Looking to use yfinance as an alternative to pandas_finance to pull stock information (industry, sector, profile) after Yahoo made changes in mid-2021. I have a list of ~50-100 tickers (unchecked_tickers) that I'm hoping to loop through to get industry, sector, profile. Here's my current code that was relatively quick for pandas_finance but takes multiple hours for yfinance:

sector = []

for i in range(len(unchecked_tickers)):
        try: 
            sec_data = yf.Ticker(unchecked_tickers[i]).info['sector']
            sector.append(sec_data)
        except:
            sector.append('0')

unchecked_earnings_df["Sector"] = sector

industry = []

for i in range(len(unchecked_tickers)):
        try: 
            ind_data = yf.Ticker(unchecked_tickers[i]).info['industry']
            industry.append(ind_data)
        except:
            industry.append('0')

unchecked_earnings_df["Industry"] = industry

desc = []

for i in range(len(unchecked_tickers)):
        try: 
            desc_data = yf.Ticker(unchecked_tickers[i]).info['longBusinessSummary']
            desc.append(desc_data)
        except:
            desc.append('0')

unchecked_earnings_df["Desc"] = desc

unchecked_earnings_df.head()

Solution

  • Each yf.Ticker("Stock ticker") function call sends a request to a server where the stock data is stored. If you do this request many times it can take a while. At some point the time that is needed to get a respones gets even longer which is probably caused by the server because the server don't want you to send to many requests in such a small period of time but im not sure if this is the real reason. You can even proof that, when you measure the time before and after each yf.Ticker() function call and print the difference. To solve the problem of the long response time you can't do much about it.
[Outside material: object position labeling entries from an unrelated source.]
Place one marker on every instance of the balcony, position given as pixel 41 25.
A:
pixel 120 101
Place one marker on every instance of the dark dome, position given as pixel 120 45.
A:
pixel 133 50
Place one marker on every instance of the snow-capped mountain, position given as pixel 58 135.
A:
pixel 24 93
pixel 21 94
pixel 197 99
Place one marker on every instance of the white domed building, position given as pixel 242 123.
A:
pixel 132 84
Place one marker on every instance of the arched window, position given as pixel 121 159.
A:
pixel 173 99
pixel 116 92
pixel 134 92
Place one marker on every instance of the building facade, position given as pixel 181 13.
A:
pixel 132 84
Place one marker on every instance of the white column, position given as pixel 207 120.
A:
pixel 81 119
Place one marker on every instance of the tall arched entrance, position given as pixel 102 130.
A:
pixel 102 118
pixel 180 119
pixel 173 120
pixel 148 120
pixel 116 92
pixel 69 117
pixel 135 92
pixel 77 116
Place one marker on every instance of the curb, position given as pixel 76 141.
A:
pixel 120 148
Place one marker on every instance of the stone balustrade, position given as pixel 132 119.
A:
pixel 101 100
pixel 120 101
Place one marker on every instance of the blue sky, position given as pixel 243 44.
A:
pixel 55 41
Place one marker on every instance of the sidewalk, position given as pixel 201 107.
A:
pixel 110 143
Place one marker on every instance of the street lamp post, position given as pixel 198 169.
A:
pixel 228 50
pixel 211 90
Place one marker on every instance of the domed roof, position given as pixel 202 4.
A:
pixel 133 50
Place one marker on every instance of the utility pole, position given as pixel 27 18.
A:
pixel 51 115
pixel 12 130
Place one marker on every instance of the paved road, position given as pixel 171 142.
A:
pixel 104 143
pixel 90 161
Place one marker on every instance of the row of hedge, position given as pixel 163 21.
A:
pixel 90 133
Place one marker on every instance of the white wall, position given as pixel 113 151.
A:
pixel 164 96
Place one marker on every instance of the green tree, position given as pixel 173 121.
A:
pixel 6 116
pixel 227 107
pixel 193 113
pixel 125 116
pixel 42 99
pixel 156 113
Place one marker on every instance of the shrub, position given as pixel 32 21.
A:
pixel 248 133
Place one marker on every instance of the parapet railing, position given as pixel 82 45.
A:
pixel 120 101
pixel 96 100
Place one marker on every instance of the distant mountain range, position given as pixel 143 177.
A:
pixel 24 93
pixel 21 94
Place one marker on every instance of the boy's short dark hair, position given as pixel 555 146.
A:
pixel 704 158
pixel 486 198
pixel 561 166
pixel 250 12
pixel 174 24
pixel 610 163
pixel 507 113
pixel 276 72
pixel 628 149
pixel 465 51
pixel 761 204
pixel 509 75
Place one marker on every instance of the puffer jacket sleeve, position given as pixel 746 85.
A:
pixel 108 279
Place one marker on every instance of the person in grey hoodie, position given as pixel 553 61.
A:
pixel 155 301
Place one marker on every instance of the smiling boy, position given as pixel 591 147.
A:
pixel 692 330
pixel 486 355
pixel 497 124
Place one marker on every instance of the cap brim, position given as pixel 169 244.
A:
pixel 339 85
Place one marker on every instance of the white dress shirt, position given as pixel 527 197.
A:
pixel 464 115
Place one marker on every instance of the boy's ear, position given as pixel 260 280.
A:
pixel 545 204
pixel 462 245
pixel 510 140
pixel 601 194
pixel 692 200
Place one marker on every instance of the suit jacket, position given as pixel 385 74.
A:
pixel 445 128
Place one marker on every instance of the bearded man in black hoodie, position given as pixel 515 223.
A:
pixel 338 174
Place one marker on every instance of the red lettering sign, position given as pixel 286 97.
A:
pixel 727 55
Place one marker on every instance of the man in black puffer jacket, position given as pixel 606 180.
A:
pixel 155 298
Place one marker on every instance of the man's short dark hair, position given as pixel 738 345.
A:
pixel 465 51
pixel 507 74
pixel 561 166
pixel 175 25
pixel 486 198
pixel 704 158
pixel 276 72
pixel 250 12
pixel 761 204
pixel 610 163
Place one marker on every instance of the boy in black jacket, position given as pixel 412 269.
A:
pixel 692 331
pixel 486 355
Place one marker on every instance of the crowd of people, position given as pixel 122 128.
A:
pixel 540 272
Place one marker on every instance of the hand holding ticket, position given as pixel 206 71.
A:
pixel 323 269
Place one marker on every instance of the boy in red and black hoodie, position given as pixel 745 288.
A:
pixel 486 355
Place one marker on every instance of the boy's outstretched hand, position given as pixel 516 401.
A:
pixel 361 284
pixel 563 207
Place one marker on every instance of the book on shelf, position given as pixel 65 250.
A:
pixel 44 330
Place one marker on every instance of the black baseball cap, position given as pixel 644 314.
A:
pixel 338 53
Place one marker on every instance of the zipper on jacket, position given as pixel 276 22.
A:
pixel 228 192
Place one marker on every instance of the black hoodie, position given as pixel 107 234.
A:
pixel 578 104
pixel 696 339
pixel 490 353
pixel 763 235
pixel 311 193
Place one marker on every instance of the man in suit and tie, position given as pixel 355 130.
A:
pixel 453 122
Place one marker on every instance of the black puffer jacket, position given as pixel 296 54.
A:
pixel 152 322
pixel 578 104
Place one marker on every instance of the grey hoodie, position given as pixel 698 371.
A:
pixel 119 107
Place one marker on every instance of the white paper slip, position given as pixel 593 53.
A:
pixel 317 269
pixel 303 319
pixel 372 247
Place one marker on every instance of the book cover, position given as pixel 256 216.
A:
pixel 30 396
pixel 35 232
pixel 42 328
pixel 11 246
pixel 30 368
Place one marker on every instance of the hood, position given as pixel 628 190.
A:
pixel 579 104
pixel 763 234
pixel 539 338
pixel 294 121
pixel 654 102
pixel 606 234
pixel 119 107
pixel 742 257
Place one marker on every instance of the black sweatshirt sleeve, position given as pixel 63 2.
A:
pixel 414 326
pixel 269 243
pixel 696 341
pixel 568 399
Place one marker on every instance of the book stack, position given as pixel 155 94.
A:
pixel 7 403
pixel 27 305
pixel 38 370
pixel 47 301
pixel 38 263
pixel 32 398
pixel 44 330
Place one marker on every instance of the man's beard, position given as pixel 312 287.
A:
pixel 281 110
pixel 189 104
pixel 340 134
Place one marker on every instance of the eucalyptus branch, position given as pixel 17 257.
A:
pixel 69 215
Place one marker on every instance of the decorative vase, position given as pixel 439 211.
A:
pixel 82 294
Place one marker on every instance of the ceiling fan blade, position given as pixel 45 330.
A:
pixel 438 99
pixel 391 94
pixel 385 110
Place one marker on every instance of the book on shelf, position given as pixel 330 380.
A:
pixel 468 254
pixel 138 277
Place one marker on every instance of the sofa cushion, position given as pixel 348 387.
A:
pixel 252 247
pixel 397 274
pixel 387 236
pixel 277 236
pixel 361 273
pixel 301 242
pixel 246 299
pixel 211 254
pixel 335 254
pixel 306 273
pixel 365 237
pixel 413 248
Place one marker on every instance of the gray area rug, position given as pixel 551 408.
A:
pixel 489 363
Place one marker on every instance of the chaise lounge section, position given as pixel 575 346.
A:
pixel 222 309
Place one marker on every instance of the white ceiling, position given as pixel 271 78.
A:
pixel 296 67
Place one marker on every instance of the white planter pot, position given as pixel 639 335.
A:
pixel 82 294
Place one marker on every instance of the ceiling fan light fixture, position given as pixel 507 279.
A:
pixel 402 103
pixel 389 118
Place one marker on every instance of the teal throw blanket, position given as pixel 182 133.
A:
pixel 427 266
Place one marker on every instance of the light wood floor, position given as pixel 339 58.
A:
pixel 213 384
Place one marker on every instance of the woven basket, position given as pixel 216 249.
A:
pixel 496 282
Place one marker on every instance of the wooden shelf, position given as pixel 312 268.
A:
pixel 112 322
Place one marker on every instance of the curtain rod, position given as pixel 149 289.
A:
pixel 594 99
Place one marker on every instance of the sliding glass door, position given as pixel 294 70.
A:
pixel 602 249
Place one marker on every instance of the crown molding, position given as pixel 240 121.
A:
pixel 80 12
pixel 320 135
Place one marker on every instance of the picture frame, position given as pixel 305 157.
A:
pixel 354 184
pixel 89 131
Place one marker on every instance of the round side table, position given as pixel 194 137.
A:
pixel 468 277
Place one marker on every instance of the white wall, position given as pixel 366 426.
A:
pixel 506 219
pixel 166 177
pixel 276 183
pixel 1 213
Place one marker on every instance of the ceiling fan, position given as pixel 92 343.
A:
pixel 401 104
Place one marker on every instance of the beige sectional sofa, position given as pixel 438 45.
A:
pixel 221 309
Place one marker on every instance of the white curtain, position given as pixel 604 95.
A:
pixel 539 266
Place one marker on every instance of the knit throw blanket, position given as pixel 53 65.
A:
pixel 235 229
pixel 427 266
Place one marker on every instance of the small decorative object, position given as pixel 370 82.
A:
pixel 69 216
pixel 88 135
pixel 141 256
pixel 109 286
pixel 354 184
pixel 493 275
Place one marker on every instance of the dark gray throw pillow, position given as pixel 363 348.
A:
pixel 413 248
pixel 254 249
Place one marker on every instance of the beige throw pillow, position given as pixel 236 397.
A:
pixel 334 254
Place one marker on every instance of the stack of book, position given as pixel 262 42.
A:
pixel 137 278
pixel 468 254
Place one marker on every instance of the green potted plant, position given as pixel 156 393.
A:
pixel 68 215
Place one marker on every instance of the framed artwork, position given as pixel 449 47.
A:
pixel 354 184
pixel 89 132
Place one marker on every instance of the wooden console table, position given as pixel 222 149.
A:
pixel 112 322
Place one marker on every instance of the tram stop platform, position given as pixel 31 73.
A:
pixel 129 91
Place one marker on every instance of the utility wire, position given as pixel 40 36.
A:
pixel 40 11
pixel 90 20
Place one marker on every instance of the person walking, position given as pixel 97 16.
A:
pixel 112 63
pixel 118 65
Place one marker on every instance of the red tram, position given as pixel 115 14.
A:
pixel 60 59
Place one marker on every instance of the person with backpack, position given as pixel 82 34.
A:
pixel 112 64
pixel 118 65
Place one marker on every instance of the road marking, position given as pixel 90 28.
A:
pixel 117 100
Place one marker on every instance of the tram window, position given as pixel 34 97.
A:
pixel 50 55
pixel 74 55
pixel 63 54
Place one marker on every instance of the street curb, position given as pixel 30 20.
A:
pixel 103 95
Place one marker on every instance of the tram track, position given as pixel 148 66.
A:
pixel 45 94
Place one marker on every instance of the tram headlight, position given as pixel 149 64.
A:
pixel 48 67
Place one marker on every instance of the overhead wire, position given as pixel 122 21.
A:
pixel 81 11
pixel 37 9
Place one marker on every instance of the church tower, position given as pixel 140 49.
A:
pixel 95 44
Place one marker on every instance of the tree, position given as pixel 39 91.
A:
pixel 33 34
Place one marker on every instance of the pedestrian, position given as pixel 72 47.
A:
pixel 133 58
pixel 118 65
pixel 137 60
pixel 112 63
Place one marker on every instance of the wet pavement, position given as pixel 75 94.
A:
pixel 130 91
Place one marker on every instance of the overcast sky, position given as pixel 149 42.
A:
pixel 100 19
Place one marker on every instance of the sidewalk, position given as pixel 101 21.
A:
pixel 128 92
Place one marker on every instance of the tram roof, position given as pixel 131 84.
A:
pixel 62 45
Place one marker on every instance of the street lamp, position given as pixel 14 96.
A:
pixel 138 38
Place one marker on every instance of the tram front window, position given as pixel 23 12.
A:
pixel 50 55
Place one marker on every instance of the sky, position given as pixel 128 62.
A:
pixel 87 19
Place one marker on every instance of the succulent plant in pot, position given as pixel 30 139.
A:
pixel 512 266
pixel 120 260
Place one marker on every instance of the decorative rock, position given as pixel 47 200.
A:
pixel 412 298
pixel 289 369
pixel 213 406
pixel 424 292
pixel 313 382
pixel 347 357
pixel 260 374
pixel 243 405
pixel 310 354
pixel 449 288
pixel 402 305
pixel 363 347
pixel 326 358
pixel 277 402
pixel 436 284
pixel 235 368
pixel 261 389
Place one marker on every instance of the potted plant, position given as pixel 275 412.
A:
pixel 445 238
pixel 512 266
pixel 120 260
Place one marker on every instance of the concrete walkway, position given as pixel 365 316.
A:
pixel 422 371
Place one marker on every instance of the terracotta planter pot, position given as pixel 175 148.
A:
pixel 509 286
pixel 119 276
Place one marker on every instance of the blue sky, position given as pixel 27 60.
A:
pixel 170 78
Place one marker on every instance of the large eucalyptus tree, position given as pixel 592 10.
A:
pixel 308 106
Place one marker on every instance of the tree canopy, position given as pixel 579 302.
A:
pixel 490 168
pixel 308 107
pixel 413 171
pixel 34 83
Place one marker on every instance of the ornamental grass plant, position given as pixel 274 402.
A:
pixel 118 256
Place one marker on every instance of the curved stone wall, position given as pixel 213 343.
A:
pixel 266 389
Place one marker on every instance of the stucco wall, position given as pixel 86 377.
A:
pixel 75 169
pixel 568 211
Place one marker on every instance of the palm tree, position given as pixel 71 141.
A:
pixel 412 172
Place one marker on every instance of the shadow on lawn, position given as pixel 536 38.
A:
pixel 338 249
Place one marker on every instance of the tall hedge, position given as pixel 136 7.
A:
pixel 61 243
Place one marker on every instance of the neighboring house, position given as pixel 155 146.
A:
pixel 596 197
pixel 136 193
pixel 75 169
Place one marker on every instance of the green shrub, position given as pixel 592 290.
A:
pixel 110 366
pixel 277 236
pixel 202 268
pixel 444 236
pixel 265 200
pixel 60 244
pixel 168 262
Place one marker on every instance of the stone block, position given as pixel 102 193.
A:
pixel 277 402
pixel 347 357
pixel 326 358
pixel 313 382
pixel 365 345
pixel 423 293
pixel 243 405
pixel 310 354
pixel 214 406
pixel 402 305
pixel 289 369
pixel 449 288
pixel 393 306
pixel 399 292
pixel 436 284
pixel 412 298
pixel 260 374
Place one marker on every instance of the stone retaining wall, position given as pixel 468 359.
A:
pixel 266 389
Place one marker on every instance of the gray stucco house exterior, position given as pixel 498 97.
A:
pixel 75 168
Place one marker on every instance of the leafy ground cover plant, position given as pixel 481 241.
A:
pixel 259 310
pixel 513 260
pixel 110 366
But you have a lot in your code that you can improve. The main problem is that you have 3 different for loops that all do the same iteration and all do the same yf.Ticker('stock ticker') function call at the beginning which is the function that takes the most time. To improve the performance you could just do all the things do in the three for loops in one for loop and just call the yf.Ticker() function once per iteration. Liker this:

    for i in range(len(unchecked_tickers)):
        try: 
            ticker = yf.Ticker(unchecked_tickers[i])
            sector.append(ticker.info['sector'])
            industry.append(ticker.info['industry'])
            #.....
        except:
            sector.append('0')
            industry.append('0')
            #.....
    

    This way you woud have to call the yf.Ticker() function only once for each ticker instead of three times which shoud make your program three times faster.